Les droits humains garantissent l’accès à tous les espaces pour les femmes dans toute leur diversité

08 juin 2023

Une femme participe à une manifestation © Getty

La participation effective des femmes à la prise de décisions dans des conditions d’égalité est non seulement un droit à part entière, mais elle représente aussi une condition nécessaire pour que les droits des femmes soient respectés et que leurs intérêts influencent les décisions publiques.

Selon l’Union interparlementaire, une organisation mondiale composée de parlementaires nationaux, seulement 26,5 % des parlementaires dans le monde sont des femmes et dans 22 pays, les femmes représentent moins de 10 % des parlementaires.

« Ce n’est qu’avec la participation active des femmes dans toute leur diversité et l’intégration de leurs points de vue et de leurs expériences à tous les niveaux de la prise de décisions que les objectifs d’égalité, de développement durable et de paix pourront être atteints », a déclaré Hannah Wu, cheffe de la Section des droits humains des femmes et des questions de genre du HCDH.

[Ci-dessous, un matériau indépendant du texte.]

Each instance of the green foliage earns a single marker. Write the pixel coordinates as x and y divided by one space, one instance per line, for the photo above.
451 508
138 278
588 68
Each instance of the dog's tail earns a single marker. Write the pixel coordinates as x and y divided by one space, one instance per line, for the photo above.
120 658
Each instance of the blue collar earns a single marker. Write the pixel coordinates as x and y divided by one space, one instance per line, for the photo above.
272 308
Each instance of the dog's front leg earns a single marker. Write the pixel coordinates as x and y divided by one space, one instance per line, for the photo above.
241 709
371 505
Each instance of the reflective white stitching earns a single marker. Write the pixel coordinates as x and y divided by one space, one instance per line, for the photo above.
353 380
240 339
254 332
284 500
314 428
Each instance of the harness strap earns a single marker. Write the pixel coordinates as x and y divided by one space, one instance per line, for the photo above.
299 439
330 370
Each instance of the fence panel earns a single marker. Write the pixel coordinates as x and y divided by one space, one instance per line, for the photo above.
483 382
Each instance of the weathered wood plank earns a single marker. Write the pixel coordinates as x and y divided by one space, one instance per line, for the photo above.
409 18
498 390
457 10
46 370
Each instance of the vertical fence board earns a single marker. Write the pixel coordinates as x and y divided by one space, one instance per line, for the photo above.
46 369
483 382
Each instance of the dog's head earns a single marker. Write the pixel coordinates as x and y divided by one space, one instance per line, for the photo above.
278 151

Si la question de la participation concerne toutes les femmes, elle est particulièrement importante pour les femmes handicapées. Selon Women Enabled International (WEI), une femme sur cinq dans le monde souffre d’un handicap. Or bien trop souvent, ces femmes sont exclues du processus décisionnel, car elles ne peuvent pas physiquement accéder à la salle de débat, aucun service d’interprétation en langue des signes n’est prévu, ou les documents d’information ne sont pas dans un format accessible. WEI est une ONG internationale qui s’efforce de faire progresser les droits humains touchant à la fois aux questions de genre et à celles du handicap.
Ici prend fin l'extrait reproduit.